This library parses the binary files of the CIFAR-10 data set and returns them as a tuple struct
CifarResult
:(Vec<u8>, Vec<u8>, Vec<u8>, Vec<u8>)
which is organized as(train_data, train_labels, test_data, test_labels)
Convenience methods for converting these to the Rust ndarray
numeric arrays are provided using the to_ndarray_0xx
feature flag, as
well as for automatically downloading binary training data from a remote url.
// $ cargo build --features=download,to_ndarray_015
use cifar_ten::*;
fn main() {
let (train_data, train_labels, test_data, test_labels) = Cifar10::default()

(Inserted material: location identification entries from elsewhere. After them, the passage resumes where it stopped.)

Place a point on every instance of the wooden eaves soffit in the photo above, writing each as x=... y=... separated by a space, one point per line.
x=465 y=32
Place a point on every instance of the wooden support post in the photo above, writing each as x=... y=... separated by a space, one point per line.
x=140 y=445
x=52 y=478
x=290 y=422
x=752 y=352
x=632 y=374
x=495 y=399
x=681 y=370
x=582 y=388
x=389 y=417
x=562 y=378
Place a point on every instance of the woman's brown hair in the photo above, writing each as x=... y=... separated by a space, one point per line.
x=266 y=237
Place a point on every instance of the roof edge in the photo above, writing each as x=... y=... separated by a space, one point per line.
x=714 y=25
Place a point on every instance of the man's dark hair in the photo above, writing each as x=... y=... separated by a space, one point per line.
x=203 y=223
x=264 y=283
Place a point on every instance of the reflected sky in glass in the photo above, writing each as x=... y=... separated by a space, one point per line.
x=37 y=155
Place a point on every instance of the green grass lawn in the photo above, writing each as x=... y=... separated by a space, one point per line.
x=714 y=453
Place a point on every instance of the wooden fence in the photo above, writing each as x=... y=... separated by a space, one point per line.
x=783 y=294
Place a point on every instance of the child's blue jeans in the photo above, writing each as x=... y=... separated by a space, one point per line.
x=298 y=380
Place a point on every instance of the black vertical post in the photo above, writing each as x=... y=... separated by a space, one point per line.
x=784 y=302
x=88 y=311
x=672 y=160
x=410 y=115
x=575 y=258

.download_and_extract(true)
.encode_one_hot(true)
.build()
.unwrap()
.to_ndarray::<f32>()
.expect("Failed to build CIFAR-10 data");
}
Various ndarray
versions can be used with the following feature flags:
version | feature flag |
---|---|
0.16 |
to_ndarray_016 |
0.15 |
to_ndarray_015 |
0.14 |
to_ndarray_014 |
0.13 |
to_ndarray_013 |
A tar.gz
file with the original binaries can be found here. The crate's author also
provides several ML data mirrors here which are used for running tests on this library. Please feel free to use,
but should you expect to make heavy use of these files, please consider creating your own mirror.
If you'd like to verify that the correct images and labels are being provided, the examples/preview_images.rs
file using show-image
to
preview a RGB representation of a given image with the corresponding one-hot formatted label.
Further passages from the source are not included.